Baker Electric
Cooperative
The Benson County electric cooperative that transformed North Dakota farm life — and the institution where Palmer Stadum spent much of his working life, running power lines farm by farm across the prairie.
What Baker Electric was
Baker Electric Cooperative was a member-owned rural electric utility serving farms and small communities in Benson County, North Dakota. Like hundreds of co-ops across rural America, it was created to do something private utilities wouldn't: serve dispersed, low-density agricultural customers who weren't profitable enough to wire.
The cooperative model was the right fit for the landscape. Farmers who would receive power also owned the utility, paid assessments, and had a stake in its expansion. That structure made it possible to string wire across distances that would have been economically indefensible for an investor-owned utility.
The REA connection
Baker Electric's rapid expansion in the late 1930s was made possible by the federal Rural Electrification Administration — Roosevelt's 1936 program that provided low-interest loans to rural cooperatives. The REA didn't build the lines; it financed the cooperatives that did.
The loan capital let Baker Electric purchase equipment, hire linemen, and extend service to farms that might otherwise have waited decades. Palmer Stadum was one of the linemen who made that expansion physical — setting poles, stringing wire, and energizing service drops to farmsteads one at a time across Benson County.
Recognition, 1975
At the REA's 40th anniversary in 1975, Rugby Pioneer Village hosted a ceremony recognizing the cooperative's founding generation. Palmer attended and was formally acknowledged for his role. The event connected Baker Electric's institutional history to the individual labor that made it real.

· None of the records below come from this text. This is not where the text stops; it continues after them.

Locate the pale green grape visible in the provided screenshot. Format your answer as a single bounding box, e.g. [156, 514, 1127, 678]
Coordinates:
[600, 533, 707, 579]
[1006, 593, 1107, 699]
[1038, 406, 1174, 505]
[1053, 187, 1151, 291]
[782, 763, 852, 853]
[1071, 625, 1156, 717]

That ceremony is one of the archive's documentary anchor points: photographs, program materials, and Rodney's oral history account all corroborate it and describe what Palmer's recognition meant to the family.
Baker Electric today
Baker Electric Cooperative continues to operate as a member-owned utility in North Dakota. The institutional continuity means that Palmer's work — running those first lines in the late 1930s — is part of an unbroken organizational history. The co-op Palmer worked for is still there.